Friday, May 27, 2011

Summer Reading

I follow Barnes & Noble on Facebook and today they posted a summer reading challenge. Details here.

I love this idea! I've been reading since I was very little, and always wondered why other kids didn't do the same. A lot of kids look at summer reading as a chore, instead of as a joy. For me, summer reading is one of the best ways to keep kids learning and growing while they aren't in school. A lot of schools have set reading lists of books kids have to read, but others give a range of books and that's my favorite way of doing it. I think that, instead of forcing kids into a specific direction with their reading as they do during school, kids should be left to explore their own interests in the summer.

My fiancé Chris likes to tell me the story of how he loved to read nonfiction on his own time while he was a kid, and one of his teachers was so dismayed by his interest in history that she wouldn't let him take any nonfiction books out of the school library. He was supposed to be reading fiction, not facts! His mother, thank goodness, stood up for him and got that restriction lifted. I like to think that if that were my child, I would have done the same thing (and then taken it to the principal, school board, etc. to get this teacher disciplined - no one should be telling my child what he should and should not be interested in!).

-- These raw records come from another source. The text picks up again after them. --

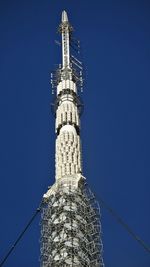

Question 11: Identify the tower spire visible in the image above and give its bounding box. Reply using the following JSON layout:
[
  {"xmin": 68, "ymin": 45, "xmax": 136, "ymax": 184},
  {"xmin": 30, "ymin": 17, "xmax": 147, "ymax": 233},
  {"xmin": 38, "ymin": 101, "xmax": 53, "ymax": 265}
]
[{"xmin": 41, "ymin": 11, "xmax": 104, "ymax": 267}]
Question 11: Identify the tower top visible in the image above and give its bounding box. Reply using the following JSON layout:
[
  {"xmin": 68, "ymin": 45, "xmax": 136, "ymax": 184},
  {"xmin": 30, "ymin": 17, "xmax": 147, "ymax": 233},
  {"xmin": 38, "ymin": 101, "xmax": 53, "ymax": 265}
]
[{"xmin": 61, "ymin": 10, "xmax": 68, "ymax": 22}]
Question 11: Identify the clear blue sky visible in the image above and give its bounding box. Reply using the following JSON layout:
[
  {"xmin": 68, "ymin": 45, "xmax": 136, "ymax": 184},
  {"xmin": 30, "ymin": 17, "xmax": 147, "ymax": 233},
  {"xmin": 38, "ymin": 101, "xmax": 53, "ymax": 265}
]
[{"xmin": 0, "ymin": 0, "xmax": 150, "ymax": 267}]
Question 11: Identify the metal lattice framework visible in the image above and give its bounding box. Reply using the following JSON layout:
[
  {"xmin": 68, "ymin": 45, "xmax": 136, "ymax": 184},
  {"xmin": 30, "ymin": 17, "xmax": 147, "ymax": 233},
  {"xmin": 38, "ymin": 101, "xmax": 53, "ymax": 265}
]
[
  {"xmin": 41, "ymin": 181, "xmax": 104, "ymax": 267},
  {"xmin": 41, "ymin": 11, "xmax": 104, "ymax": 267}
]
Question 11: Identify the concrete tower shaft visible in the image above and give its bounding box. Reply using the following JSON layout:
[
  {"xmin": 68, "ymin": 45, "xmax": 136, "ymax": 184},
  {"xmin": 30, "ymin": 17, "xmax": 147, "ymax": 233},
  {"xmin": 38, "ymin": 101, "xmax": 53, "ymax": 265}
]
[{"xmin": 41, "ymin": 11, "xmax": 104, "ymax": 267}]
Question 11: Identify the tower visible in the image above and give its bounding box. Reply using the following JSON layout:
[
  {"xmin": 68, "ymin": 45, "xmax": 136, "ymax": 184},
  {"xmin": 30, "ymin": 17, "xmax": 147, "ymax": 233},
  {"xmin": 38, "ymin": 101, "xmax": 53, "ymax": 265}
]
[{"xmin": 41, "ymin": 11, "xmax": 104, "ymax": 267}]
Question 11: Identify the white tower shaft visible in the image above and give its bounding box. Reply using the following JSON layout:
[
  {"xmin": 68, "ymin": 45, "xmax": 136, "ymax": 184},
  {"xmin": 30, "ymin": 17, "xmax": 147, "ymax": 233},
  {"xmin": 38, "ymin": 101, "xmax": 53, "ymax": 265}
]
[
  {"xmin": 41, "ymin": 11, "xmax": 104, "ymax": 267},
  {"xmin": 62, "ymin": 11, "xmax": 70, "ymax": 68}
]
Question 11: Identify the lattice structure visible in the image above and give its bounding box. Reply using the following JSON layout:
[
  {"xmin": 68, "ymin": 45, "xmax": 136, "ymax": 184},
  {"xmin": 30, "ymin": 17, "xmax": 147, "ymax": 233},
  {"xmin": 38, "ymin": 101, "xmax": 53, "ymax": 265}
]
[
  {"xmin": 41, "ymin": 181, "xmax": 104, "ymax": 267},
  {"xmin": 41, "ymin": 11, "xmax": 104, "ymax": 267}
]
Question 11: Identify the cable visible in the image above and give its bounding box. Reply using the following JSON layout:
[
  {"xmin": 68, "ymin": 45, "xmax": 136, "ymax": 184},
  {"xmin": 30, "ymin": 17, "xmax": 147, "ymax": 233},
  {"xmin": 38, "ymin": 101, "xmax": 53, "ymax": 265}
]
[
  {"xmin": 98, "ymin": 194, "xmax": 150, "ymax": 253},
  {"xmin": 0, "ymin": 202, "xmax": 42, "ymax": 267}
]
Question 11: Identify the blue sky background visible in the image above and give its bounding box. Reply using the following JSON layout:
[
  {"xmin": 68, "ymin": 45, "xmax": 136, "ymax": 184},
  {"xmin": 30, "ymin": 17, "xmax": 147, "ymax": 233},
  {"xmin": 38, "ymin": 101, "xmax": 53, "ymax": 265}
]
[{"xmin": 0, "ymin": 0, "xmax": 150, "ymax": 267}]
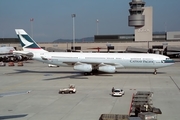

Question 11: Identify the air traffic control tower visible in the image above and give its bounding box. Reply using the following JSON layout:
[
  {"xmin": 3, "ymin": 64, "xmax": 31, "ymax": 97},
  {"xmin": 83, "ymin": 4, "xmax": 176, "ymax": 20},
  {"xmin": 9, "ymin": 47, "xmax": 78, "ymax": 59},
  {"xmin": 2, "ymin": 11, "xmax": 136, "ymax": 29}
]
[{"xmin": 128, "ymin": 0, "xmax": 153, "ymax": 41}]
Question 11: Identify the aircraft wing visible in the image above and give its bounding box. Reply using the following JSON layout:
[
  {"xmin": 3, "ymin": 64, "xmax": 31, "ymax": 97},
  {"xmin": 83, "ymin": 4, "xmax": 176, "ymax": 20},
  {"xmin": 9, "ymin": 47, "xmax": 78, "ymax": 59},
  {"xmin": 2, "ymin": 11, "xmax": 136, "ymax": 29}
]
[{"xmin": 13, "ymin": 51, "xmax": 33, "ymax": 57}]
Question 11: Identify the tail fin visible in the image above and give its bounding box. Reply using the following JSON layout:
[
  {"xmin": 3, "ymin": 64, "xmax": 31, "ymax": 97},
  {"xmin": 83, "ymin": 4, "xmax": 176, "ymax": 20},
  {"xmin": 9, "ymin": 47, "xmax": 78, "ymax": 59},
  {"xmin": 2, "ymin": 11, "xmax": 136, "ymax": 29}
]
[{"xmin": 15, "ymin": 29, "xmax": 47, "ymax": 52}]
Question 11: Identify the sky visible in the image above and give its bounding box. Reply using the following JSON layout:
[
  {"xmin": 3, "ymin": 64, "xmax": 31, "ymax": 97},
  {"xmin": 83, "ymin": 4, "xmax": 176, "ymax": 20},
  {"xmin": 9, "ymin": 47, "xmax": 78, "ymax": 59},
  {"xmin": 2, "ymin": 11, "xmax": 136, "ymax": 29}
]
[{"xmin": 0, "ymin": 0, "xmax": 180, "ymax": 42}]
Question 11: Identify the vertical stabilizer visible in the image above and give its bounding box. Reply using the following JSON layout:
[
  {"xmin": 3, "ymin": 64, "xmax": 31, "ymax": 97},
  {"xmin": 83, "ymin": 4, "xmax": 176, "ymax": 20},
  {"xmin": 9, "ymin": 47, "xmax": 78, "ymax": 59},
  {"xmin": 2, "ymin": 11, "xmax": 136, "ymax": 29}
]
[{"xmin": 15, "ymin": 29, "xmax": 47, "ymax": 52}]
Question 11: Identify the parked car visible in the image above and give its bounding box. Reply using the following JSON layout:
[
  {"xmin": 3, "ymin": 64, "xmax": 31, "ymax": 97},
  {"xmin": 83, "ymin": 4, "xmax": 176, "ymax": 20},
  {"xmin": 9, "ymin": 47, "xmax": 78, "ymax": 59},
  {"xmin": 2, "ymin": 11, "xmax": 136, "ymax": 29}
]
[
  {"xmin": 112, "ymin": 89, "xmax": 125, "ymax": 97},
  {"xmin": 59, "ymin": 84, "xmax": 76, "ymax": 94},
  {"xmin": 0, "ymin": 62, "xmax": 6, "ymax": 66},
  {"xmin": 48, "ymin": 64, "xmax": 59, "ymax": 67},
  {"xmin": 17, "ymin": 61, "xmax": 23, "ymax": 66}
]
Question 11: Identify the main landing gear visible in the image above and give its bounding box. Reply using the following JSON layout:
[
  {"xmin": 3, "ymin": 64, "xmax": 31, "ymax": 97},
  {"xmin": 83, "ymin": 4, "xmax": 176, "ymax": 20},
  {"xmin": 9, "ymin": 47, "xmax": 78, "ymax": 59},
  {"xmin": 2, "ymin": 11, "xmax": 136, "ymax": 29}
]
[{"xmin": 153, "ymin": 69, "xmax": 157, "ymax": 75}]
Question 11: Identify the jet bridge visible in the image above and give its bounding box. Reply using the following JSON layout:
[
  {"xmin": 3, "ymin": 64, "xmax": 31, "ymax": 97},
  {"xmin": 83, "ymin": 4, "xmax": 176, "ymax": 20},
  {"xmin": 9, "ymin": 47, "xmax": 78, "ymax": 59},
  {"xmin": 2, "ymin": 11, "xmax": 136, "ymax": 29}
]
[
  {"xmin": 164, "ymin": 46, "xmax": 180, "ymax": 57},
  {"xmin": 129, "ymin": 91, "xmax": 162, "ymax": 117}
]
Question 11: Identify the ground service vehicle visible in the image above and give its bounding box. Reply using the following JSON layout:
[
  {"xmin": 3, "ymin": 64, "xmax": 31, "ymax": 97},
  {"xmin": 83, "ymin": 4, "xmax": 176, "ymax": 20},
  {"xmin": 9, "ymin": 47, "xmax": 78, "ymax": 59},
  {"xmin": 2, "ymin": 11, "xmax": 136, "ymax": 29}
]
[{"xmin": 59, "ymin": 85, "xmax": 76, "ymax": 94}]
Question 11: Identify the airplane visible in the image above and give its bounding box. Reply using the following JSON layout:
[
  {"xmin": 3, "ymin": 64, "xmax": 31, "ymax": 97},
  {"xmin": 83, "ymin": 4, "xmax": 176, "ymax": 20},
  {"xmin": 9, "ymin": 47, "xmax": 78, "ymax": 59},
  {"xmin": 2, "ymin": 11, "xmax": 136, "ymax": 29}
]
[
  {"xmin": 0, "ymin": 46, "xmax": 21, "ymax": 62},
  {"xmin": 13, "ymin": 29, "xmax": 174, "ymax": 75}
]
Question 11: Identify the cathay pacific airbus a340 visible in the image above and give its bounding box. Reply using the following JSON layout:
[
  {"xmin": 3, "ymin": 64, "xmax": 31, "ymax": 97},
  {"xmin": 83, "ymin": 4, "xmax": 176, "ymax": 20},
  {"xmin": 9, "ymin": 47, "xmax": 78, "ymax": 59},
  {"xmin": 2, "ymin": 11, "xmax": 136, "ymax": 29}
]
[{"xmin": 14, "ymin": 29, "xmax": 174, "ymax": 75}]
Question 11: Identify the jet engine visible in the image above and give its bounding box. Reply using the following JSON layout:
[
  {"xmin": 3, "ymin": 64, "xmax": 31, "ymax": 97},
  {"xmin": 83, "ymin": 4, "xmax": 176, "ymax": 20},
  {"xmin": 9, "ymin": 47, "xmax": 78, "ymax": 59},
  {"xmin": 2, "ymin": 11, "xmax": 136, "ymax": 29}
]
[
  {"xmin": 74, "ymin": 64, "xmax": 92, "ymax": 72},
  {"xmin": 98, "ymin": 65, "xmax": 116, "ymax": 73}
]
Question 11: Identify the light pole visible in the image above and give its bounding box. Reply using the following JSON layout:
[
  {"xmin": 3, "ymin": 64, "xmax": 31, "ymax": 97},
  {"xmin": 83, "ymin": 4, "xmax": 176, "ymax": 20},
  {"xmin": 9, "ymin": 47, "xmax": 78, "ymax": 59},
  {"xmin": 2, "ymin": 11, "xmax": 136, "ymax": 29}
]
[
  {"xmin": 96, "ymin": 19, "xmax": 99, "ymax": 35},
  {"xmin": 30, "ymin": 18, "xmax": 34, "ymax": 38},
  {"xmin": 71, "ymin": 14, "xmax": 76, "ymax": 51}
]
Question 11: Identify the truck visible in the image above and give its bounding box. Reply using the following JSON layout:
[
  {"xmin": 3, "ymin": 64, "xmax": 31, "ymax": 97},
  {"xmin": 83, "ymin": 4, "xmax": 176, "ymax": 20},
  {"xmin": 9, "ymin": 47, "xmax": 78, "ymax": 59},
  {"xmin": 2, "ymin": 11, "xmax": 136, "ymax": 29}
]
[{"xmin": 59, "ymin": 84, "xmax": 76, "ymax": 94}]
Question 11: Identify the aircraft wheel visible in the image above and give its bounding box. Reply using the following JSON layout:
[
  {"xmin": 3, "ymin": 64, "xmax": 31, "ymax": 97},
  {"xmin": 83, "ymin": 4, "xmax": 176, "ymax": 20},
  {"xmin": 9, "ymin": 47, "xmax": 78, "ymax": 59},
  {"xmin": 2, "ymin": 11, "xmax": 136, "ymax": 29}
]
[{"xmin": 154, "ymin": 69, "xmax": 157, "ymax": 75}]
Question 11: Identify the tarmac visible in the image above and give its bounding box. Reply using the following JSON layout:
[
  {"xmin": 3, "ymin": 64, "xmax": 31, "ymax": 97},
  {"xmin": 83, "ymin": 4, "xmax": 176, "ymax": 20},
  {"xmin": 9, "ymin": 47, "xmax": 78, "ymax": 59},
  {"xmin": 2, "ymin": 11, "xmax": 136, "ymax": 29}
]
[{"xmin": 0, "ymin": 60, "xmax": 180, "ymax": 120}]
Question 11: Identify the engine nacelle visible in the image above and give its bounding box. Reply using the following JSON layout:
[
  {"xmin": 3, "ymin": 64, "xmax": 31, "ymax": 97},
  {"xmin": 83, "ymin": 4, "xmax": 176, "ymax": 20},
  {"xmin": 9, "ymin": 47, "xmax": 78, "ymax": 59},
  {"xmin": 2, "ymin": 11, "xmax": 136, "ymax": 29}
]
[
  {"xmin": 98, "ymin": 65, "xmax": 116, "ymax": 73},
  {"xmin": 74, "ymin": 64, "xmax": 92, "ymax": 72}
]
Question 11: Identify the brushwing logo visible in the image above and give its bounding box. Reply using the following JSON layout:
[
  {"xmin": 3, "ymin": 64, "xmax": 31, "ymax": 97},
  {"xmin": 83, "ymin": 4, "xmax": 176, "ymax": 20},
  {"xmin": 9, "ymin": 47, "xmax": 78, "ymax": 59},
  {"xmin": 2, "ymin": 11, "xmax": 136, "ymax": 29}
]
[{"xmin": 18, "ymin": 32, "xmax": 33, "ymax": 48}]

I can't help but think that my ability to read freely when I was little has helped shape my own interests in reading today. Knowing I could read whatever I wanted (within reason - obviously I wasn't allowed to read adult books in elementary school) allowed me to choose books that fit within my interests, and prepared me to make analytical choices later. Continuing to read even when I wasn't in school, I shaped my own library, which has grown in size since then and is my pride and joy. Reading whatever I wanted also helped me decide what I wanted to do with my life. I want to teach college literature, I want to spend a lot of time analyzing and talking about some of my favorite subjects, and I want to help other young minds figure out their own interests as well. And if all that fails, well, I'll just open a bookstore!

I guess what I'm trying to say is that this Barnes & Noble promotion is a great idea, a great way for kids to explore their interests, and puts them on a path to discovering themselves. If you have children, I highly recommend having them participate. Not only do they read a lot, but they have to explain to whom and why they would recommend the books they read. And tell them to be honest - if they don't like a book, say why they wouldn't recommend it to anyone. This could be the start of a lifelong love of reading.

(And parents, there may be a free Nook in there for you too!)